Decide how much structure you want: Will anything go or will you have a set scope for this project? For example, do you want to photograph water-based subjects exclusively? Only with a macro lens? Will you photograph flowers every Monday because you work at a garden? Will you take a thousand photos a day and pick one? Or will you just shoot one and done? Are any and all subjects fair game? Will you avoid certain subjects? As a part of a visualization practice, you might develop a list of possible topics, themes, and/or subjects to refer back to when your time is short or when you run out of spontaneous inspiration. You might also find it helpful to break the challenge down into months or quarters (where you focus on a single theme or skill or subject). What happens if you miss a day? Will you skip the day? Take two the next day? (Whatever you do, don’t cry and don’t give up!) Once you have made an image, what will you edit the photographs after you create them—what constitutes a photograph? Where will you store your collection?

Choose whether how, when, and where you’ll share your images, if you share at all: Will you post the pictures to social media, your personal website, a blog, a digital frame in your house? Every day? Once a week? Not at all? All of the photos you make or just some of them? Will you publish a book at the end? Or will you delete them? For some great ideas and direction on building a portfolio out of your images, check out William Neill’s book, “The Portfolio Development Workshop.” (Get 40% off with the discount code WNEILL40 at

Keep a camera with you all the time: In your pocket, purse, backpack, or your hand. It doesn’t matter what brand or model or type of camera you use. Murphy’s law says that if you leave the house without your camera, you’re bound to see all sorts of photographic possibilities. (I could argue, in this case, that making a mental picture on your brain’s memory card could qualify…but I’m not the judge in your project.)

Critique your work: Avoid “spray-and-pray.” If you make aimless, thoughtless photographs, that’s what you’re going to train your brain to do. You won’t see improvement in your work over time. You’ll only be reinforcing bad habits. If your purpose for this challenge is to improve your craft, perception, and creativity, take a few minutes to ask yourself what you like and don’t like about your daily photograph. What might you try tomorrow or on a future date as a result of what you photographed today? Learn from each frame. Just be sure to manage your expectations appropriately. While you can certainly aim for excellence, be mindful of your inner perfectionist. (Ugh, she can be so judgy!) Know that whatever you create in this spirit of this exercise is “good enough.” Aim for growth, not perfection.

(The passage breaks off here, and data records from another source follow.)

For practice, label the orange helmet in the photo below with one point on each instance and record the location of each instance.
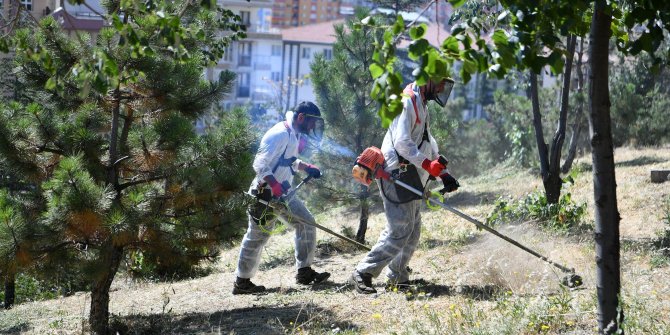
(367, 165)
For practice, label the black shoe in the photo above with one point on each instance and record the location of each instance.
(308, 276)
(362, 282)
(393, 286)
(245, 286)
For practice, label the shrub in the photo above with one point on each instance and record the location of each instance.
(562, 216)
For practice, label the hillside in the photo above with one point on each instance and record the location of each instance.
(472, 281)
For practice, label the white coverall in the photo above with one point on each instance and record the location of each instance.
(277, 140)
(399, 240)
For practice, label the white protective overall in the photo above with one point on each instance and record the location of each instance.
(399, 240)
(281, 139)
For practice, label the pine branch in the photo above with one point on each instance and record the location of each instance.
(122, 187)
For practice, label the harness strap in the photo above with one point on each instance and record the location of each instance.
(285, 161)
(409, 90)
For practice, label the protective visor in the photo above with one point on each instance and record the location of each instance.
(319, 125)
(442, 97)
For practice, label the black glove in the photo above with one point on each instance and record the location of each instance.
(450, 183)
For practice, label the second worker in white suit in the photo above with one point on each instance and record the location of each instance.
(410, 151)
(275, 164)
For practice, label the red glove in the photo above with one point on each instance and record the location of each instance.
(382, 174)
(277, 188)
(312, 171)
(433, 167)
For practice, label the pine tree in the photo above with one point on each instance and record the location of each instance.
(110, 141)
(342, 89)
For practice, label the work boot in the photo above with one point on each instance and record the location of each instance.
(394, 286)
(307, 275)
(362, 282)
(245, 286)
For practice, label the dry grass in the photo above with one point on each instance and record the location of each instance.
(473, 282)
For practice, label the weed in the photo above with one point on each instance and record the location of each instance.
(664, 240)
(562, 216)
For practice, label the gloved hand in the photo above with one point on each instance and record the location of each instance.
(312, 171)
(450, 183)
(277, 189)
(433, 167)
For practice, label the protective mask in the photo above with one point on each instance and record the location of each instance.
(442, 97)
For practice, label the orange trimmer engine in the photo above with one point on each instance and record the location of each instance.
(368, 165)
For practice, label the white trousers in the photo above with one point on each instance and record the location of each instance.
(397, 242)
(257, 236)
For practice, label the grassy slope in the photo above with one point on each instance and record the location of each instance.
(476, 284)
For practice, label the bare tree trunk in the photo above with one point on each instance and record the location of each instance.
(99, 315)
(578, 124)
(552, 180)
(607, 217)
(10, 290)
(365, 213)
(552, 193)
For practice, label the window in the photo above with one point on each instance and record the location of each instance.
(328, 54)
(228, 54)
(276, 50)
(243, 88)
(244, 54)
(246, 17)
(27, 4)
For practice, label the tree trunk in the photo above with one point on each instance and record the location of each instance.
(99, 315)
(365, 213)
(10, 290)
(552, 180)
(604, 183)
(551, 190)
(578, 125)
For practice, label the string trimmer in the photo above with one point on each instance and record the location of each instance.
(280, 207)
(369, 165)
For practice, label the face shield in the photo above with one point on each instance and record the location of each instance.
(442, 96)
(314, 126)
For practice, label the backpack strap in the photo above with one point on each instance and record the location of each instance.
(285, 161)
(409, 90)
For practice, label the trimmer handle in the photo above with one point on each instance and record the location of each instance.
(443, 160)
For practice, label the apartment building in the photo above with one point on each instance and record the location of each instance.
(299, 46)
(293, 13)
(256, 60)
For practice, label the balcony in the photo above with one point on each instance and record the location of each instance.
(243, 91)
(244, 60)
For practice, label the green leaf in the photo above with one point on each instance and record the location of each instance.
(418, 48)
(556, 63)
(417, 32)
(450, 45)
(399, 25)
(457, 3)
(376, 71)
(50, 84)
(499, 38)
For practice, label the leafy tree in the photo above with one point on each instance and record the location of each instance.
(110, 140)
(341, 89)
(535, 39)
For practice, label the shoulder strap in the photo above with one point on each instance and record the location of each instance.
(282, 160)
(409, 90)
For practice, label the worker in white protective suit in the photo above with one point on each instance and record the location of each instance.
(410, 152)
(275, 164)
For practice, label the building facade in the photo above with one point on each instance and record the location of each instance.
(294, 13)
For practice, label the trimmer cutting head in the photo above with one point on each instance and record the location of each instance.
(572, 281)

Reward yourself occasionally to stay motivated: Yeah, yeah, yeah, I know, learning and growth and fun are the best rewards. But let’s face it, a 365 project is no small undertaking. I find I stay more motivated with smaller incremental rewards along the way. As an example, you might buy yourself some pie at the end of every 30 days. Or 7 days. Or 1 day. Think about it—you could photograph the pie. Boom, day done! Hey, it’s your project, your terms. Make it worth your while.

Remind yourself, no pressure, no stress: Make daily photos because you want to, not because you should or have to. As you get into the challenge, abide by one of my life’s motto: if you’re having fun keep doing it. If you’re not having fun, stop and doing something else. Absolutely no one will judge you for not completing precisely 365 photos. And absolutely no one will judge you for photographs you deem aren’t “good enough.” Honestly, few will even notice. Everyone is too busy caught up in their own lives to care that much about yours. I don’t mean that to sound depressing. I mean it to be freeing. So go create. Have a blast. Don’t criticize yourself too harshly. To bastardize the common saying, “Photograph like no one’s watching—because no one actually is.”

If you decide to proceed, go forth and conquer! While setting parameters can help get you started, don’t be afraid to change them as you go. This is your challenge, your rules. I can’t wait to see what you come up with. Better yet, I can’t wait to see you grow as a photographer and person. Good luck!